Une pensée multiple et cohérente
Mohand Tazerout, professeur honoraire lauréat de l’Institut de France, est né en 1893, en Kabylie, chez les Ait-Djemaâ, pieux musulmans, au lieu-dit «Tazerout», près d’Azazga. Il est décédé en novembre 1973 à Tanger au Maroc. Sa biographie reste incomplète, bien que l’on puisse en trouver une esquisse satisfaisante dans les articles le concernant, notamment dans ceux du géographe de formation, chercheur en sociologie et en histoire Djilali Sari («L’émergence de l’intelligentsia algérienne (1850-1950), éd. ANEP, Alger, 2006) et «Mohand Tazerout: 1893-1973», Centre d’études Assâla / assala-dz.net.), du poète, auteur de Jumeau (récit) et Maître de conférences à l’Université de Djelfa, Hamid Nacer-Khodja (in Un éditeur en guerre d’Algérie: Jean Subervie. L’oeuvre de Mohand Tazerout. «Les Éditions Subervie produisent, entre 1955 et 1963, une somme de cinq ouvrages polygraphes et deux essais à forte connotation politique.» Algérie Littérature / Action, n°41, mai-juin, 2000, pp. 230-245.), de l’universitaire, écrivain et journaliste Fodil Boumala dans une conférence, en hommage à Mohand Tazerout, prononcée le mardi 25 mai 2010 à l’Université Mouloud Mammeri de Tizi Ouzou. On trouvera également sa biographie parmi celles des auteurs recensés, d’une part dans Auteurs algériens de langue française de la période coloniale (Dictionnaire biographique), éd. L’Harmattan, Paris, 2010, p. 216, de Abdellali Merdaci, docteur en linguistique, professeur habilité de littérature francophone et comparée (Université de Constantine), auteur de plusieurs ouvrages et études de références, d’autre part, dans Dictionnaire encyclopédique de l’Algérie, éd. ANEP, Alger, 2007, p. 1090, de Achour Cheurfi, journaliste professionnel, poète (Coraline / Chahla ou Danse infidèle), nouvelliste (La Maison maudite / La Colombe du Président) et auteur de plusieurs dictionnaires biographiques.

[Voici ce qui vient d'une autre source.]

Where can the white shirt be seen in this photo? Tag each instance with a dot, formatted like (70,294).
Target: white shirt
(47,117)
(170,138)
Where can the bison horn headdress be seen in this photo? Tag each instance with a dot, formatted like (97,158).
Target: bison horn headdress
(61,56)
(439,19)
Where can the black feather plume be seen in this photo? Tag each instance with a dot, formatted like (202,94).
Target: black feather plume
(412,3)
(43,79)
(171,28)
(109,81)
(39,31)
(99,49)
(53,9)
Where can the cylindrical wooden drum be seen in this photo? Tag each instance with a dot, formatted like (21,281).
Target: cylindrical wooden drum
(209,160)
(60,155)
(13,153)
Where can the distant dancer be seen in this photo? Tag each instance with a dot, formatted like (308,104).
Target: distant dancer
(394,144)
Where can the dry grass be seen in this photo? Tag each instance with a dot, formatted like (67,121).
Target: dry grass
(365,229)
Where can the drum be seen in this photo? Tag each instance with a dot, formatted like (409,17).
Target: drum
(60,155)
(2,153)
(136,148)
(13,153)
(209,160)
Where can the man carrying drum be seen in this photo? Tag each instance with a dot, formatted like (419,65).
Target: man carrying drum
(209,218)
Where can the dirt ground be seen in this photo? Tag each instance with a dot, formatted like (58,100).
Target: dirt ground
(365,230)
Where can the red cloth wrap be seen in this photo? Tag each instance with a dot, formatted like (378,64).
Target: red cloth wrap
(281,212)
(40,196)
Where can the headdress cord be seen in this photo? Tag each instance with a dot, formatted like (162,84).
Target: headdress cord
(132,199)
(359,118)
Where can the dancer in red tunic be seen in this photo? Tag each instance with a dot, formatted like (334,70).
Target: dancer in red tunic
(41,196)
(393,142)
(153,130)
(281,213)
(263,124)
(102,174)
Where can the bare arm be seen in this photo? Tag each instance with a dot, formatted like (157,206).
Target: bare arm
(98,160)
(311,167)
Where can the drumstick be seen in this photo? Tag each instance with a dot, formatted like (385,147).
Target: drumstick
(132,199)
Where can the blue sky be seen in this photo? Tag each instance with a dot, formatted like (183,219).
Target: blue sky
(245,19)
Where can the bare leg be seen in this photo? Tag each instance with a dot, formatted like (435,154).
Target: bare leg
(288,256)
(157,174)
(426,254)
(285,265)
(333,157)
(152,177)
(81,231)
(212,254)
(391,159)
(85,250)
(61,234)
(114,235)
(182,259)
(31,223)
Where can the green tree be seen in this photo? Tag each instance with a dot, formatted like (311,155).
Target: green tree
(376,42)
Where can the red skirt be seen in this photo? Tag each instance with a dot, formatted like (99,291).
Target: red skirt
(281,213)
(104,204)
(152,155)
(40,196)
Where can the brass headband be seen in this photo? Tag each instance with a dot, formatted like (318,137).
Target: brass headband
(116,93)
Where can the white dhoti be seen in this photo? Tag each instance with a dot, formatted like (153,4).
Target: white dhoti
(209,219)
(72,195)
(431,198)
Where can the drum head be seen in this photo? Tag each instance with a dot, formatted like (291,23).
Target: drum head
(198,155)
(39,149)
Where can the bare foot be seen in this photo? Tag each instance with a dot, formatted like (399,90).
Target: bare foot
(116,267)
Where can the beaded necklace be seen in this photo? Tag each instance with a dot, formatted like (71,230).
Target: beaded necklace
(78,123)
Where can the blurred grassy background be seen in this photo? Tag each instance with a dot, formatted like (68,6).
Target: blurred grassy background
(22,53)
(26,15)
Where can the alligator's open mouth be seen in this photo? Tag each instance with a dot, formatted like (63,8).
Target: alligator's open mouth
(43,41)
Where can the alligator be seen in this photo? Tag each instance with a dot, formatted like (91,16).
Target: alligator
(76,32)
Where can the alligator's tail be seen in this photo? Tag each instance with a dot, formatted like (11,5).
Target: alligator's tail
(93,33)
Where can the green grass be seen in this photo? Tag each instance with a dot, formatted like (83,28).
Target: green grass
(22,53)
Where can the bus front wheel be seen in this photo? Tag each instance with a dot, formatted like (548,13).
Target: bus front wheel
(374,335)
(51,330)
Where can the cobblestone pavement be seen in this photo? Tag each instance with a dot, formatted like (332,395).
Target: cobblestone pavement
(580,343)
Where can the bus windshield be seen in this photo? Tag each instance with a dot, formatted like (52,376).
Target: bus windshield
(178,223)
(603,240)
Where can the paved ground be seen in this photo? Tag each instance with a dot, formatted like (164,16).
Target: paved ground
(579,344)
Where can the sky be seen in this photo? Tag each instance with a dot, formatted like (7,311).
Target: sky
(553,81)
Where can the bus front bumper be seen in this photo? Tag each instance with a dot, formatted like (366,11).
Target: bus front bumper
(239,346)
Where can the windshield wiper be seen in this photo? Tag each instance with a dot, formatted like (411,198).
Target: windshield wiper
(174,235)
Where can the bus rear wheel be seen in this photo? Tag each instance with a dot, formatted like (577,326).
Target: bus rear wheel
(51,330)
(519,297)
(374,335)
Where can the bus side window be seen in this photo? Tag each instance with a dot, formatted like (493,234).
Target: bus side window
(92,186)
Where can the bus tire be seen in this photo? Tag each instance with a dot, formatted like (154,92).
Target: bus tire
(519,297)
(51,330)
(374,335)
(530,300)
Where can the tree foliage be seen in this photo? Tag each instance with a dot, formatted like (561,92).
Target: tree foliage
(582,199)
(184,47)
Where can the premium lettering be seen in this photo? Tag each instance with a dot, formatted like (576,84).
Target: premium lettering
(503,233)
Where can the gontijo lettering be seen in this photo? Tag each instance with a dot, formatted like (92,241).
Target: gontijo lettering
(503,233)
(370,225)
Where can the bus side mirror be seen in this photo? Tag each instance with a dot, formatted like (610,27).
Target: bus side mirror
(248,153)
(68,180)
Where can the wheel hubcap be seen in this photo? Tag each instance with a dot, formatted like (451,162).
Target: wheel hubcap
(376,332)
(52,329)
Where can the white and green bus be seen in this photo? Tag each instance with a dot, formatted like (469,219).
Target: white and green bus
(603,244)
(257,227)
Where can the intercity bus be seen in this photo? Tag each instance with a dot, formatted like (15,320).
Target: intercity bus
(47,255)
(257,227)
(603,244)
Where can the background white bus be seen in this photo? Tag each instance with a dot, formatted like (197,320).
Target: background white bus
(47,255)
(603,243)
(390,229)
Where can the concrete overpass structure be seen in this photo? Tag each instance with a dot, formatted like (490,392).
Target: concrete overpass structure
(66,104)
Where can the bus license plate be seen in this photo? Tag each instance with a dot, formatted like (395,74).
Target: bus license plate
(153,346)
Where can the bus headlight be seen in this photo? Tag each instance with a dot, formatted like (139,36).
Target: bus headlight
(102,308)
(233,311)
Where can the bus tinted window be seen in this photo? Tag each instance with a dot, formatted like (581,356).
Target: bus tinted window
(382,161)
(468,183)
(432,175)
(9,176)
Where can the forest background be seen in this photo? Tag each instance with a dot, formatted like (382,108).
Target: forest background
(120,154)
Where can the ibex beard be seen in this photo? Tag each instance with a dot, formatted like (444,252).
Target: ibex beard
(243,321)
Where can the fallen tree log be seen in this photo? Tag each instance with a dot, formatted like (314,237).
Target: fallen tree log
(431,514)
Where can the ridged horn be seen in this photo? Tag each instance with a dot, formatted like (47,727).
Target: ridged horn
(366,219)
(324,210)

Voici cependant pour mes lecteurs et sous la formule passim, une biographie générale et succincte de Mohand Tazerout: après des études primaires dans son village natal et un enseignement de la langue arabe et du Coran, reçu de son père, puis dans deux écoles françaises de la Casbah, il est admis à l’École normale d’instituteurs d’Alger-Bouzaréah. En 1912, il est instituteur à Thenia. Peu enclin à se soumettre au système colonial, il s’exile «pour études» au Caire où il fréquente la célèbre université d’El Azhar. L’année 1913 lui ouvre les chemins difficiles mais enthousiasmants des voyages et des découvertes (langue, société, histoire, culture, civilisation,…): il est en Iran, en Russie, en Chine, puis il retourne en Europe: Allemagne, Italie, Espagne, puis l’Afrique: Maroc, Mali, Algérie. Il est, en pleine «Guerre 14-18», mobilisé en 1917 en France. Blessé en Belgique, il est fait prisonnier en Allemagne. À la fin de la guerre, il reprend ses études à Strasbourg, puis à Poitiers. Il obtient une licence de langue allemande. Riche de sa vaste culture, il lit aisément dans le texte original les grands penseurs d’Occident, du Proche et de l’Extrême-Orient et du monde arabe. Il en a traduit plusieurs oeuvres en langue française. Il a enseigné en province à la fois à Nantes et la Roche-sur-Yon. En 1953, il rentre en Algérie, séjourne à Laghouat, Ghardaïa, Biskra. Ensuite, il se rend à Tunis et à Tanger où il meurt, en 1973. Il laisse de nombreux ouvrages aux titres révélateurs de la profondeur de sa pensée multiple et cohérente: littéraire, philosophique, religieuse (prédominance de l’Ijtihâd), politique, scientifique,… totalement humaine (concrétisée surtout dans son essai Histoire politique de l’Afrique du Nord, paru chez Subervie, pour des raisons compréhensibles, seulement en 1961) et qui lui a alors valu la consécration de lauréat de l’Institut de France.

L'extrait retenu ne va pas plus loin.